Clowning in Rome: Reflections on Solitude, Celibacy, Prayer, and Contemplation collects four lectures given by the Catholic priest Henri Nouwen at the North American College in Rome in the 1970s. The lectures, which explore each of the topics named in the book's subtitle, are direct, pragmatic, and delightful. Nouwen's views on these weighty subjects are suffused with a lightness inspired by the clowns whose street performances captured his imagination during a visit to the Holy City. He describes these clowns as "awkward, out of balance and left-handed," and sees them as reminders of human weakness whose fumbles offer important lessons about the holiness of play. "Whenever the clowns appear we are reminded that what really counts is something other than the spectacular and the sensational," Nouwen writes. "Clowns remind us of what happens between the scenes. The clowns show us by their 'useless' behavior not simply that many of our preoccupations, worries, tensions, and anxieties need a smile, but that we too have white on our faces and that we too are called to clown a little." --Michael Joseph Gross
A classic work by one of this century's most beloved spiritual writers now reissued.
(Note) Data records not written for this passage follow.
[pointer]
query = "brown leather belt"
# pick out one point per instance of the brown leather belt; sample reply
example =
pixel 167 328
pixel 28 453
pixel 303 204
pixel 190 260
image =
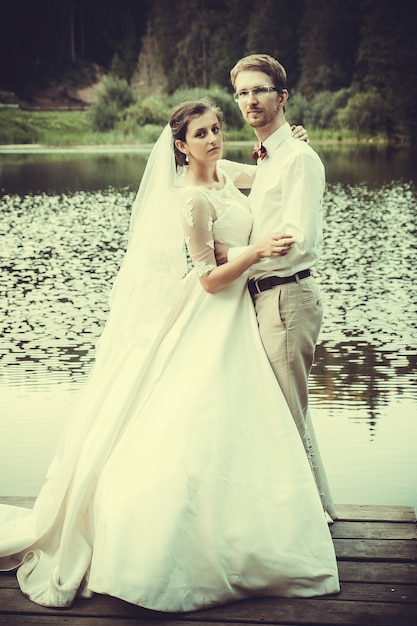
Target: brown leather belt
pixel 263 284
The inspirational writings of Henri Nouwen have touched millions of readers all over the world, and since his death in September 1996, widespread recognition of their enduring value has continued to grow. Now, after being unavailable for several years, Nouwen's Clowning in Rome is available again as an Image trade paperback. In this classic account of the time he spent in Rome, Nouwen offers reflections and spiritual insight characteristic of his best works. During the months in Rome, it wasn't the red cardinals or the Red Brigade who had the most impact on Nouwen, but the little things that took place between the great scenes. In some ways, Nouwen discovered, the real and true story was told by the clowns he often saw in the city streets. In his own words, from the Introduction to Clowning in Rome: "The clowns are not the center of events. They appear between the great acts, fumble and fall and make us smile again after the tensions created by the heroes we came to admire. The clowns don't have it together--they are awkward, out of balance and left-handed, but--they are on our side. The clowns remind us with a tear and a smile that we are sharing the same human weakness. The longer I was in Rome, the more I enjoyed the clowns, those peripheral people who by their humble, saintly lives evoke a smile and awaken hope, even in a city terrorized by kidnapping and street violence."